Boezio, vissuto nel VI secolo, studiò alla scuola di Atene e conobbe Simplicio. Sentì la necessità di conservare le opere greche fino a quel momento. La filosofia per lui è conoscenza di tre tipi di esseri: intellettibili (esseri immateriali, concepibili senza l'ausilio dei sensi, come Dio, angeli e anima - teologia). La fisica è conoscenza di sette discipline: il quadrivium, l'aritmetica, la geometria, la musica e l'astronomia, più il trivium: grammatica, logica e retorica.

La logica di Boezio è un commento alla logica di Aristotele, con categorie che affiancate servono per specificare.
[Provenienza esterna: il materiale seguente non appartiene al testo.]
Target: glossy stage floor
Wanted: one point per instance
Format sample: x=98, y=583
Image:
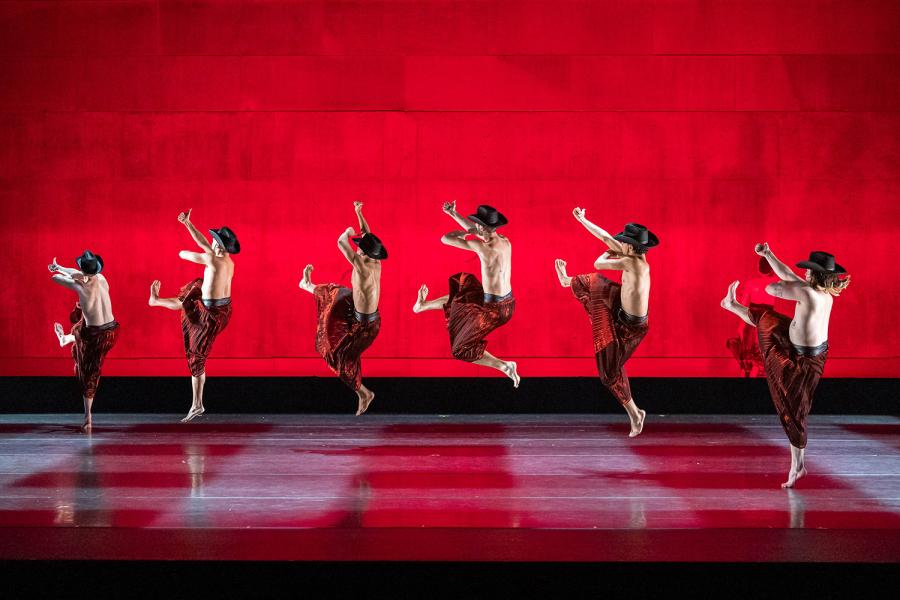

Egli si chiede se le categorie esistano davvero come gli individui oppure se lo spirito umano le abbia concepite per necessità di linguaggio. Esistono oggetti della mente che non possono essere conosciuti sensibilmente. La natura è vista come predicato di tutte le cose che esistono, di tutte le sostanze corporee e incorporee, come differenza specifica che dà forma a qualsiasi realtà. Tutto ciò che è tende al bene.

De consolatione philosophiae

Il De consolatione è scritto durante la carcerazione di Boezio. È un dialogo nel quale la filosofia viene rappresentata da una donna venerabile nel volto, con occhi sfavillanti e acuti più delle normali capacità umane. Tutto è governato dalla provvidenza divina. L'opera è divisa in cinque libri, ognuno dei quali tratta di un tema di ordine filosofico. L'autore immagina un topos letterario diffuso nel Medioevo e si chiede perché esiste il male e quale sia la sua natura. Paragona la sua morte a quella di Anassagora, Socrate, Seneca e Zenone: morti sotto un tiranno o esiliati.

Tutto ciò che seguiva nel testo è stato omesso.